31 October 2022 Anno Domini
the Anglican Orthodox Communion Worldwide
“A glorious high throne from the beginning is the place of our sanctuary. 13 O Lord, the hope of Israel, all that forsake thee shall be ashamed, and they that depart from me shall be written in the earth, because they have forsaken the Lord, the fountain of living waters.”
(Jeremiah 17:12-13; all scripture quoted is from the King James Version)
The contrast between Reformation Day (October 31) and All Hallows Eve (Halloween) could not be more vivid. The Church had forgotten its First Love over the course of centuries following the Apostolic Age. Many man made traditions and fallacies had taken on the nature of Holy Scripture which they weren’t. The sanctuary had been defiled as was the Temple in the days our Lord cleansed it and chased out the merchants and money-changers.
The Church had rotted from the head down when Martin Luther nailed his ninety-five theses to the door of All Saints Church in Wittenberg on this day in 1517. The ministry had become corrupt from the Pope down to the friar, and men were told they could buy indulgences to cover past and future sins – among many other false teachings.
A great deal of courage was required of Luther to step out in opposition to the mightiest power on earth at the time, the Roman Church and her self-proclaimed Vicar of God on earth – the Pope. But all great deeds are wrought with the courageous and not the timid. Luther risked burning at the stake for his courageous act, but God preserved him to continue a great movement to reform the Church. Reformation spread like a burning fire over continental Europe and the English Isles. Archbishop Cranmer and many English bishops followed in his trail and suffered martyrdom.
But Reformation Day is seldom mentioned in public media today, overridden by the corrupt celebration called Halloween. Halloween began as ‘All Hallows Eve’ as a response to the Celtic holiday of Samhain – a night of mischievous revelry that included, at times, human sacrifice. It was a time to glorify death. But All Hallows Eve did not, at first, include the licentious behavior it has come to represent in Halloween. It was a day of prayer for the dead. But this, too, was heretical in that prayers for the dead can avail nothing for the unconscious soul. Hallow means Holy,’ and ‘een’ is an abbreviation for even, or evening. There is certainly nothing Holy about Halloween since it glories death, witches, open tombs, and every dark and evil spirit.

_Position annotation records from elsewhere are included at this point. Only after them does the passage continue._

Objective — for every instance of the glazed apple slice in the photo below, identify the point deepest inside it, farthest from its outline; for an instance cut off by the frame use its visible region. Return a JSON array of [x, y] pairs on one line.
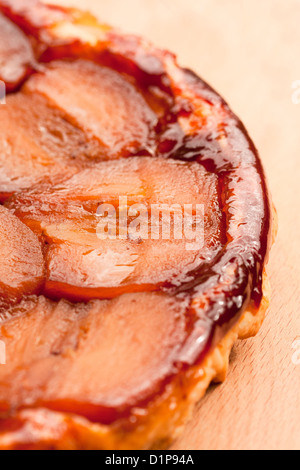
[[16, 56], [93, 360], [93, 252], [38, 144], [22, 262], [99, 101]]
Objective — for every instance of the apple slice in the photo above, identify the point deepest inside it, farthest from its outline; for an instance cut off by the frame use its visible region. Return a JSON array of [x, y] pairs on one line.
[[22, 262], [38, 144], [16, 55], [89, 256], [99, 101]]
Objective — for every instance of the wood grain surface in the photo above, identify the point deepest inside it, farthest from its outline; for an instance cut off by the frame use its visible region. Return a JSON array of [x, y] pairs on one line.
[[249, 51]]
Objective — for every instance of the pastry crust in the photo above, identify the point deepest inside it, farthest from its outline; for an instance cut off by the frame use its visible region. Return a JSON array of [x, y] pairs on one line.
[[157, 422], [154, 427]]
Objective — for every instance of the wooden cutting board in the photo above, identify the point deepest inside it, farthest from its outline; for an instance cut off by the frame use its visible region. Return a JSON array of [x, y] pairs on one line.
[[249, 51]]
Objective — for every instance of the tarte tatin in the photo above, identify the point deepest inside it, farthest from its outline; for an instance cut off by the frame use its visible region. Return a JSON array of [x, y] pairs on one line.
[[111, 340]]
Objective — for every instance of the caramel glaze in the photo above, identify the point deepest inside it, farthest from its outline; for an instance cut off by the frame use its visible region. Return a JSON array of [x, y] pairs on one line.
[[196, 125]]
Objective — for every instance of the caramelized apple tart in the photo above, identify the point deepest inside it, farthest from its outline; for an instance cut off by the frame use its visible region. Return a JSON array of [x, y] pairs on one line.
[[112, 335]]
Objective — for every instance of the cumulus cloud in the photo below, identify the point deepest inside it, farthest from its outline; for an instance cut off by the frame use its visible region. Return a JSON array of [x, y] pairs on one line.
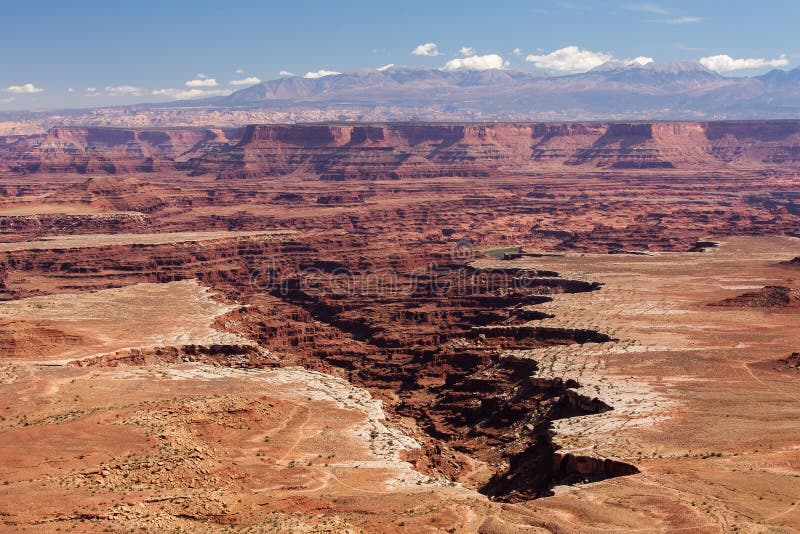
[[485, 62], [576, 59], [202, 81], [570, 59], [638, 60], [725, 63], [188, 94], [321, 73], [27, 88], [250, 80], [123, 90], [426, 49]]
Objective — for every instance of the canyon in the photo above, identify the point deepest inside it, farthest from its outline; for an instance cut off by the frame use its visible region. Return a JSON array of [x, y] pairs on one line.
[[471, 327]]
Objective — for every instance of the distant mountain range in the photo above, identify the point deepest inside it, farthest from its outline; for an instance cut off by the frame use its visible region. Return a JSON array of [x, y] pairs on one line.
[[668, 91], [671, 91]]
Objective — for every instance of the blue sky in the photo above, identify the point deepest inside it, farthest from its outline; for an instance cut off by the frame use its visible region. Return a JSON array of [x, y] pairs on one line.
[[96, 53]]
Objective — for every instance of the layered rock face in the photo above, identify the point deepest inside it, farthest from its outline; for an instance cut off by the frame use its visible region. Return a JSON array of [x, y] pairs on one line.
[[407, 150], [108, 150]]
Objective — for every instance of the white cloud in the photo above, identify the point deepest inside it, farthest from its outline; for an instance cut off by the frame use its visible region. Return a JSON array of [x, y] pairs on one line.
[[426, 49], [203, 81], [680, 20], [188, 94], [570, 59], [250, 80], [489, 61], [725, 63], [320, 73], [638, 60], [123, 90], [575, 59], [27, 88]]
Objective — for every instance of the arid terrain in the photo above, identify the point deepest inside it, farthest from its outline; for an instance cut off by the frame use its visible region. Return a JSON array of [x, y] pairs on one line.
[[527, 327]]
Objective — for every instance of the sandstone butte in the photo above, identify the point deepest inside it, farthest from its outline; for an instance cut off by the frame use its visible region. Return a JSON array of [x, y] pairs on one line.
[[495, 327]]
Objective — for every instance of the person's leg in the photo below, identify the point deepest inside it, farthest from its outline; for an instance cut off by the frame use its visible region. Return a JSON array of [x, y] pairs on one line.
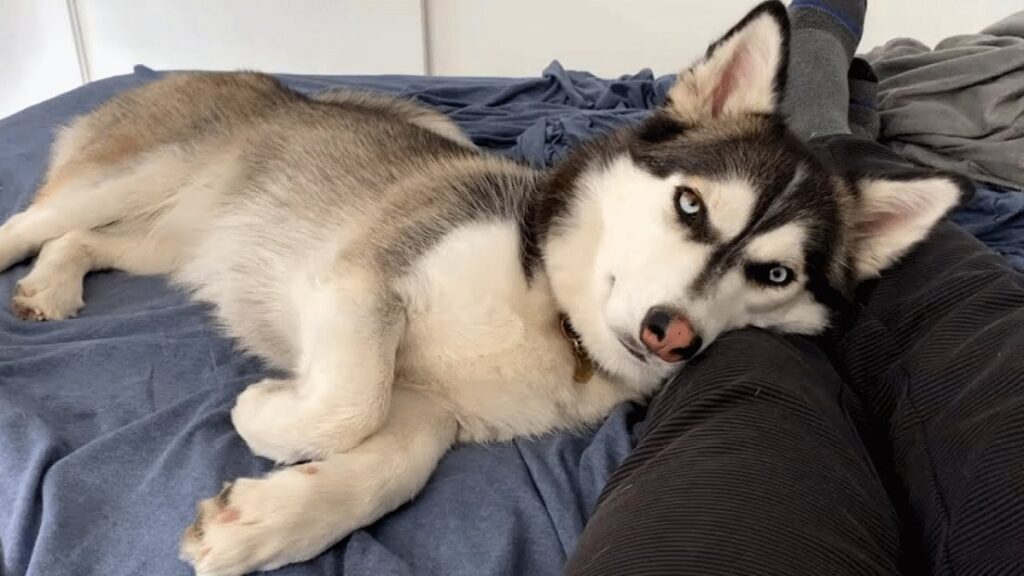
[[936, 352], [825, 34], [749, 464]]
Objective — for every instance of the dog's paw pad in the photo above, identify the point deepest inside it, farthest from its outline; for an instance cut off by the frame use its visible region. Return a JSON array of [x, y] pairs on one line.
[[34, 302]]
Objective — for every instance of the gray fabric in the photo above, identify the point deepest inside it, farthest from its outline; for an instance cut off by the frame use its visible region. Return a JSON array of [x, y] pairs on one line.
[[960, 106], [825, 34], [817, 96]]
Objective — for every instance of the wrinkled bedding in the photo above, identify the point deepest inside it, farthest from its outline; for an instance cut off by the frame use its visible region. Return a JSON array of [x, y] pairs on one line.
[[113, 423]]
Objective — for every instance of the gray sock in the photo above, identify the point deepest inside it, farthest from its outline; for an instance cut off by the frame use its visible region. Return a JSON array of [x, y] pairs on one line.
[[863, 100], [825, 34]]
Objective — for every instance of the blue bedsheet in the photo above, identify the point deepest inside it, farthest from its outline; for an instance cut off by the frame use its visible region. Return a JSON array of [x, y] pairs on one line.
[[114, 423]]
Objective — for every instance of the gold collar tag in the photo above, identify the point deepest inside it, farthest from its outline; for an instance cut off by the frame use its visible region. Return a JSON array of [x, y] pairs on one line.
[[585, 366]]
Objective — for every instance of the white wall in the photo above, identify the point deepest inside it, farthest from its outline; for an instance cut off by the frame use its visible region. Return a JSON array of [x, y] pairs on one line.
[[37, 52], [39, 56], [298, 36]]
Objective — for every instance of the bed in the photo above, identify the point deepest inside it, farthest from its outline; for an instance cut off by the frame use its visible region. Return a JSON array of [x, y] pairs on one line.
[[114, 423]]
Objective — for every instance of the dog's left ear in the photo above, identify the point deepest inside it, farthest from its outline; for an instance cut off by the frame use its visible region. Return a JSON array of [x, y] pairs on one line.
[[896, 213], [744, 72]]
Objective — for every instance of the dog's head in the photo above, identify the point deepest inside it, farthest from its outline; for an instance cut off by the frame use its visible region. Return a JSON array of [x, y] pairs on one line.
[[712, 216]]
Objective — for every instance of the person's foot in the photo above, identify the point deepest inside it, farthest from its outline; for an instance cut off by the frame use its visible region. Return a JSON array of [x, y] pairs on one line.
[[825, 34], [863, 100]]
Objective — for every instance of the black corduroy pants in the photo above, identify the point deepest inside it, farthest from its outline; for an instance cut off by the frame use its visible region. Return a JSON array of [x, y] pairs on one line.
[[897, 449]]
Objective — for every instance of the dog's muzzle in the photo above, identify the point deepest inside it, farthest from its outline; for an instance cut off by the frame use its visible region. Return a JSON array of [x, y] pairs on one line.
[[669, 334]]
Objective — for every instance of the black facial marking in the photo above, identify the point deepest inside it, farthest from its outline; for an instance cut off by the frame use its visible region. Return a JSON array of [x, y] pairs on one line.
[[660, 127]]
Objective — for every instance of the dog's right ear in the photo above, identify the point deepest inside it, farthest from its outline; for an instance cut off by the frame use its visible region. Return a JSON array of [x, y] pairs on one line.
[[742, 73]]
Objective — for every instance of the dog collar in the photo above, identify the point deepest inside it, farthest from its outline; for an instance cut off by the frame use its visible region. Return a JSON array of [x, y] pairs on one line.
[[585, 366]]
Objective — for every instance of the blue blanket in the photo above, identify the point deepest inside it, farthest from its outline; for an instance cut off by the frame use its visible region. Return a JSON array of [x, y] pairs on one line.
[[114, 423]]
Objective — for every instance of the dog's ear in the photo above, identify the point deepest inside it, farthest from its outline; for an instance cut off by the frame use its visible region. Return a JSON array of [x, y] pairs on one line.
[[896, 212], [744, 72]]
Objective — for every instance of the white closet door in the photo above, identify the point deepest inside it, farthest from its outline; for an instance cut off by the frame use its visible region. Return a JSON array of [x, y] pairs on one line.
[[37, 52], [285, 36]]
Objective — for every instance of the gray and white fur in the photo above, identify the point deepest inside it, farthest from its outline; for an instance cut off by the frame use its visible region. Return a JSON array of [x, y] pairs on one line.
[[412, 285]]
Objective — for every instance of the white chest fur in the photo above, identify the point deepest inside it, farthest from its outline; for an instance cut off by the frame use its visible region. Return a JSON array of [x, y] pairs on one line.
[[488, 343]]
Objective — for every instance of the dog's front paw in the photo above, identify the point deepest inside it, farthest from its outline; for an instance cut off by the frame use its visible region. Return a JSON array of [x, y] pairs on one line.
[[255, 525], [40, 300]]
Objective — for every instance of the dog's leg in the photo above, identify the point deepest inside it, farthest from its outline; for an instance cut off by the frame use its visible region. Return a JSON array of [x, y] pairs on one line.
[[348, 325], [296, 512], [85, 198], [53, 289]]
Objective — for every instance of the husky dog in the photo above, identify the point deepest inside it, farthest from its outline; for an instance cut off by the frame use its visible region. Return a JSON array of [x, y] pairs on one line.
[[421, 293]]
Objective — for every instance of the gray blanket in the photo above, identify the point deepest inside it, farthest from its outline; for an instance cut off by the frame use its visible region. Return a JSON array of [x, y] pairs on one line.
[[960, 106]]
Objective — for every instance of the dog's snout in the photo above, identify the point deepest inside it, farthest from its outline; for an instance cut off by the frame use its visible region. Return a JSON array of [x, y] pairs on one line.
[[669, 335]]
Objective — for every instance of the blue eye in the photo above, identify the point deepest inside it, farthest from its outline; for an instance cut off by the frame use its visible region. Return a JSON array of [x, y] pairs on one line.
[[770, 274], [778, 275], [688, 201]]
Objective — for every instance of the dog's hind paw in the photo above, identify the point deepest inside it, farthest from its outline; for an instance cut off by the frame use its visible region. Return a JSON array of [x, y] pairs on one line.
[[257, 525], [40, 300]]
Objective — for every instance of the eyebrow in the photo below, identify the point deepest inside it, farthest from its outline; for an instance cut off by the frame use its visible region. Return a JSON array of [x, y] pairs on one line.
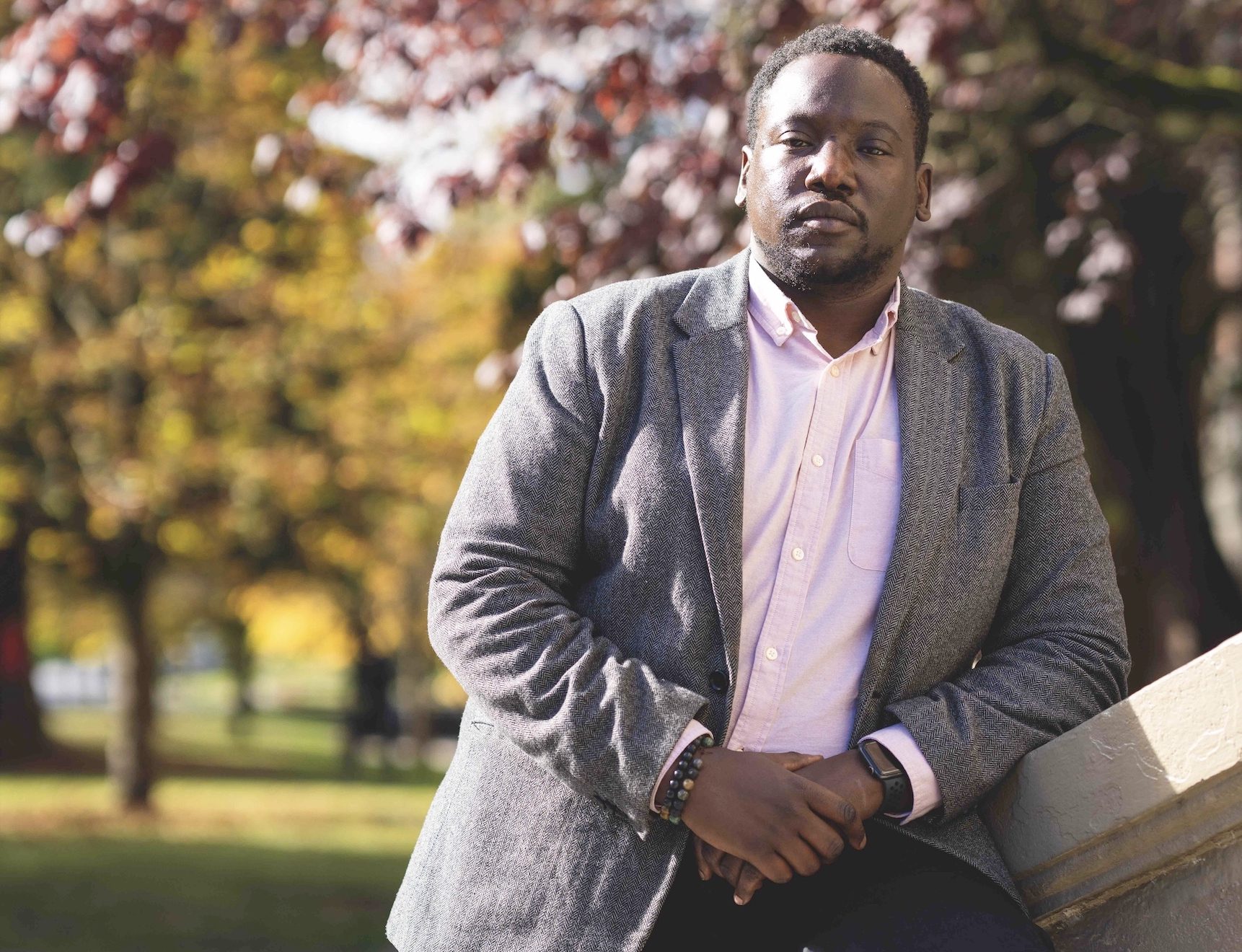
[[866, 123]]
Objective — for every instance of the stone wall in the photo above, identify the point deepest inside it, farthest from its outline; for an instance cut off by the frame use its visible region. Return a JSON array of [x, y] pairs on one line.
[[1125, 833]]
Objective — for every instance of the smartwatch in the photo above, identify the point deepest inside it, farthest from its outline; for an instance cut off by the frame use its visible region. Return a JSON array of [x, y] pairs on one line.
[[886, 769]]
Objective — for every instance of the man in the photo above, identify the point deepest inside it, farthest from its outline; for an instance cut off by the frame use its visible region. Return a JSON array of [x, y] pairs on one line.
[[790, 503]]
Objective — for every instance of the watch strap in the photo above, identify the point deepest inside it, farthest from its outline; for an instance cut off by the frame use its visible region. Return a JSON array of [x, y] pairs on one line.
[[897, 786]]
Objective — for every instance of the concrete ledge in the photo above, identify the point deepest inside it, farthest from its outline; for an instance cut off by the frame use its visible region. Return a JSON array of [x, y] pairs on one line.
[[1139, 790]]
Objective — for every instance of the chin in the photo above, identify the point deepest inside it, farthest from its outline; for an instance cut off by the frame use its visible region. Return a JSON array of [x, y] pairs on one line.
[[813, 267]]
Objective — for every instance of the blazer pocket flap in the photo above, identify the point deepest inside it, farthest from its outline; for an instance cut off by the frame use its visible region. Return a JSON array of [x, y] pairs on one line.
[[989, 495]]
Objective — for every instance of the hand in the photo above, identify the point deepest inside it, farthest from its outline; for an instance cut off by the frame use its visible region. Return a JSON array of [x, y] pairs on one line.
[[715, 862], [753, 807], [845, 774]]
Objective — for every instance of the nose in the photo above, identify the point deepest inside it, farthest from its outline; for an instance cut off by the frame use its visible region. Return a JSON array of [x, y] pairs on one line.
[[831, 169]]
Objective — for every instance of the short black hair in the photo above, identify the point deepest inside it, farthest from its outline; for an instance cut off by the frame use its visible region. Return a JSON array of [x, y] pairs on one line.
[[846, 41]]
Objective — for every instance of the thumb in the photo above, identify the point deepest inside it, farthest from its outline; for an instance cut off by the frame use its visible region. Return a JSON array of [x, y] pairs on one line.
[[793, 761]]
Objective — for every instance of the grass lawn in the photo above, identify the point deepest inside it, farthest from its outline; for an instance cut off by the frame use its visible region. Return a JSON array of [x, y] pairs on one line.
[[255, 845]]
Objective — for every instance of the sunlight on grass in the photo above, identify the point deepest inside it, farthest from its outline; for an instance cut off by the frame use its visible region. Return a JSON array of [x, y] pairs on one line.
[[359, 817]]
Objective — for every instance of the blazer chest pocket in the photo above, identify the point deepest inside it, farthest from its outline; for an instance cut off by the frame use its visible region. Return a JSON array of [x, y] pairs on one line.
[[877, 497]]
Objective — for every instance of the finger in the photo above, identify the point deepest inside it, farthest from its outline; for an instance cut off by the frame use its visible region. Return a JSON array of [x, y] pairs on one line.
[[731, 868], [794, 761], [701, 860], [837, 811], [824, 839], [748, 884], [800, 857], [715, 858], [772, 868]]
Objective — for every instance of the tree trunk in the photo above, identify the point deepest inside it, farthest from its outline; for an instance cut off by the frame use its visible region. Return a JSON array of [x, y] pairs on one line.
[[22, 726], [1140, 371], [129, 754]]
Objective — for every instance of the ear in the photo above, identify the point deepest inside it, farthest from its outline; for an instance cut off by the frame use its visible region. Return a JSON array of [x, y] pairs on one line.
[[739, 199], [923, 187]]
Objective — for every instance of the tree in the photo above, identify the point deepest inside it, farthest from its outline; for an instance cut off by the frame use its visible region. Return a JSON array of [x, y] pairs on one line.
[[1080, 146], [211, 375]]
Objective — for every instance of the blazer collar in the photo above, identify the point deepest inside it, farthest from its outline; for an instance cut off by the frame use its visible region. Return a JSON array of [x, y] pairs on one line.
[[719, 297]]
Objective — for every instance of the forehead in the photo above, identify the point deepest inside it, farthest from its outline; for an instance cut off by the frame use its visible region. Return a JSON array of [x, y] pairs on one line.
[[832, 86]]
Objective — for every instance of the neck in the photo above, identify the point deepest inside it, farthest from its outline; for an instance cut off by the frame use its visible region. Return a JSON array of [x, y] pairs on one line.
[[840, 313]]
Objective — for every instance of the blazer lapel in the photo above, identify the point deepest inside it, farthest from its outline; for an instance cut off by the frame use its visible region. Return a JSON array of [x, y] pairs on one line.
[[712, 365], [932, 432]]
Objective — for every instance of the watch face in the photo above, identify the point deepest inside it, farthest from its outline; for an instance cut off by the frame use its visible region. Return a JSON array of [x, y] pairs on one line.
[[880, 757]]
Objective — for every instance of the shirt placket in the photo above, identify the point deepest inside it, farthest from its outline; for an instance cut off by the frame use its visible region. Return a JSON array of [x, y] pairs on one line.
[[798, 559]]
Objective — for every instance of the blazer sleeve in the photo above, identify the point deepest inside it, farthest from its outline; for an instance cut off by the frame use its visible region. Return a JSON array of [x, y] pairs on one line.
[[1056, 653], [500, 609]]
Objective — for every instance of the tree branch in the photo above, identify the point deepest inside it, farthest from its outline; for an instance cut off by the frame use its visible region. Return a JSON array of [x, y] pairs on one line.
[[1163, 84]]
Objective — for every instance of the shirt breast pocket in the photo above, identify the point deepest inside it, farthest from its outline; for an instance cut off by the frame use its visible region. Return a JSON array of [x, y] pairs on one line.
[[877, 495]]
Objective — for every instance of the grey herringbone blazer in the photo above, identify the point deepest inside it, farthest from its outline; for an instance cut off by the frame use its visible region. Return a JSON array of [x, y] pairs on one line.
[[589, 586]]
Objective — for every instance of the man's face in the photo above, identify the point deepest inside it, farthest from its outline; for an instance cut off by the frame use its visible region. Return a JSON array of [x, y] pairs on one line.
[[831, 187]]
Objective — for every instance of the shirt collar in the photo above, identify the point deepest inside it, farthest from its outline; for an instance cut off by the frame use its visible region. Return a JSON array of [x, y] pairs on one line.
[[779, 315]]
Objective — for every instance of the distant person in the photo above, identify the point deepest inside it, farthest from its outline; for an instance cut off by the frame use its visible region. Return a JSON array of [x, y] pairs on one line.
[[765, 571], [373, 718]]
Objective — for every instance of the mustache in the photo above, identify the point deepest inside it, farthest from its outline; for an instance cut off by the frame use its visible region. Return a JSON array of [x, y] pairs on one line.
[[820, 208]]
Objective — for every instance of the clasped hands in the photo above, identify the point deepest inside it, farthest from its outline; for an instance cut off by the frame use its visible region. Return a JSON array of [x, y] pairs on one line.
[[760, 817]]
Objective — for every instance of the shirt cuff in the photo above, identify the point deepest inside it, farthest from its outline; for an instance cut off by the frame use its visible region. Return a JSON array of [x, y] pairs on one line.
[[692, 730], [927, 791]]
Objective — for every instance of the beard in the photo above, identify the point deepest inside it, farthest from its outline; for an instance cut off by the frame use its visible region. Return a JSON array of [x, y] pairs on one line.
[[861, 268]]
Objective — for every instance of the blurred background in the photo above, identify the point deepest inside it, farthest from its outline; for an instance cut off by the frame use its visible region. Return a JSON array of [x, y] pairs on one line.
[[263, 273]]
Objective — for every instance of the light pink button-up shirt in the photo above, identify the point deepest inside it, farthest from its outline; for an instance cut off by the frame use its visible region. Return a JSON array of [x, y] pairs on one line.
[[820, 502]]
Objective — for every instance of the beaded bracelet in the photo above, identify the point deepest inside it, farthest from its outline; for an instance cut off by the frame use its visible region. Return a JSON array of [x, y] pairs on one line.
[[683, 778]]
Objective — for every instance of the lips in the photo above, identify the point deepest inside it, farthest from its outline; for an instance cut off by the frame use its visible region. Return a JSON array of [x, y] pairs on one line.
[[827, 211]]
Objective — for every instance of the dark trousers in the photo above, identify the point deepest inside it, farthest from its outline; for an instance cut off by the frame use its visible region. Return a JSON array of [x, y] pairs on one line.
[[896, 895]]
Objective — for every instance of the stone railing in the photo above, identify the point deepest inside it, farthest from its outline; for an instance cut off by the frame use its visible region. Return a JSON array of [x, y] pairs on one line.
[[1125, 833]]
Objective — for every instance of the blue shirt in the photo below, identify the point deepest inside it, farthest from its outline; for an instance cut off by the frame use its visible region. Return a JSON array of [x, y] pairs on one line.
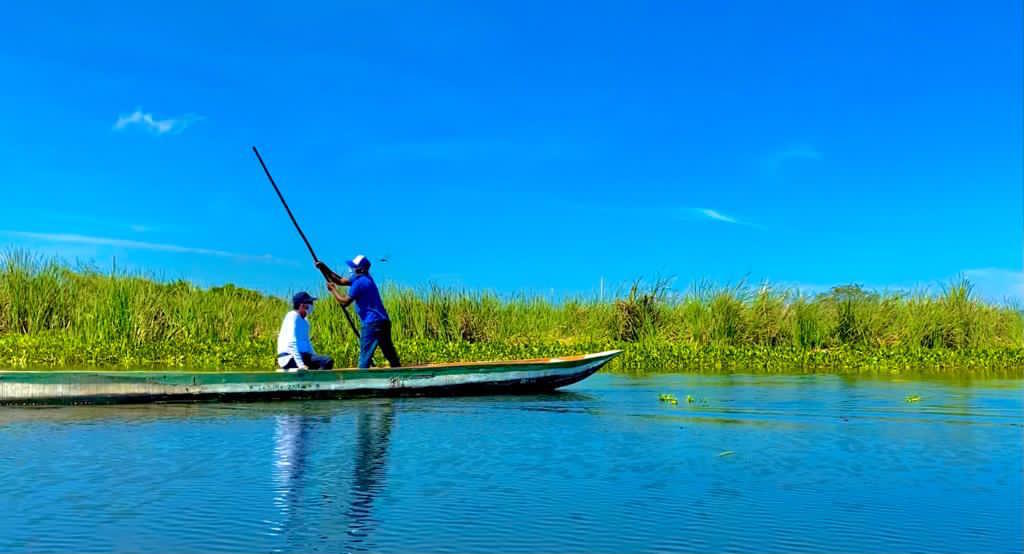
[[368, 299]]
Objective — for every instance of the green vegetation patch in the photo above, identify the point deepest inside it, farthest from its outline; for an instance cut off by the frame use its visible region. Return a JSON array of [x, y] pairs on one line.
[[54, 316]]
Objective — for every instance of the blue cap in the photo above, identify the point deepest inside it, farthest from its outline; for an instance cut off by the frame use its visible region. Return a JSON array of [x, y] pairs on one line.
[[302, 298], [358, 262]]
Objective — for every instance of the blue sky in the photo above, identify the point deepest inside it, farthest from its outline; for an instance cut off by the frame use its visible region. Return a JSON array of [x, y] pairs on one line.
[[520, 145]]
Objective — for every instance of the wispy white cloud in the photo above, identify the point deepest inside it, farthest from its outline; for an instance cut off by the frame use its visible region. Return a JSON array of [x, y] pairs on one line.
[[66, 238], [774, 161], [717, 215], [158, 126]]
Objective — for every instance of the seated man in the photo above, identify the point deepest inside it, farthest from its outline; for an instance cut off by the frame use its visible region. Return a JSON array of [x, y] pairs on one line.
[[294, 349], [376, 324]]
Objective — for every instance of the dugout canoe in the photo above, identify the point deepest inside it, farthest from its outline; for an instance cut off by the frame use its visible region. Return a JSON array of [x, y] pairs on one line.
[[56, 387]]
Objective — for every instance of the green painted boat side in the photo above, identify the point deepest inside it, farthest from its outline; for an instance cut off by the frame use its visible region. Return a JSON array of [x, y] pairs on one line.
[[85, 386]]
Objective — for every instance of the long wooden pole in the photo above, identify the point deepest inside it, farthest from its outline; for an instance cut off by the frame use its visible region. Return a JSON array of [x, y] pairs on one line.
[[344, 309]]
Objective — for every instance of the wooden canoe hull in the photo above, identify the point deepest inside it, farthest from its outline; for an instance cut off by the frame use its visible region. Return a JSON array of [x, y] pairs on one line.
[[443, 379]]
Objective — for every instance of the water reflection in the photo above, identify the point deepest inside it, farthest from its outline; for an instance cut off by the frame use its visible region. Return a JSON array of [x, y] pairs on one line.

The Holy Scriptures tells us that the dead know nothing at all. The body has returned to the dust of the ground and the spirit to God who gave it. There are no such things as ghost and goblins. It is dishonest to teach our children to emulate such dark creatures of man’s imagination. Prayers for the dead avail nothing.
Solomon proclaims the truth that a living dog is better than a dead lion: “This is an evil among all things that are done under the sun, that there is one event unto all: yea, also the heart of the sons of men is full of evil, and madness is in their heart while they live, and after that they go to the dead. 4For to him that is joined to all the living there is hope: for a living dog is better than a dead lion. 5For the living know that they shall die: but the dead know not any thing, neither have they any more a reward; for the memory of them is forgotten. 6Also their love, and their hatred, and their envy, is now perished; neither have they any more a portion for ever in any thing that is done under the sun.” (Ecclesiastes 9:3-6)
Our Lord clearly states in many places that once dead, no good deed or decision can be forthcoming. “I am the resurrection, and the life: he that believeth in me, though he were dead, yet shall he live: And whosoever liveth and believeth in me shall never die. Believest thou this?” (St John 11:25-26) When our Lord went to the house of Jairus to restore his dead daughter, the Jews laughed Him to scorn for they said she was “dead.’ These unbelievers knew death, but our Lord Jesus Christ knows LIFE.
That is the difference in Halloween and Reformation Day. The first celebrates death, the second the restored LIFE of the Church.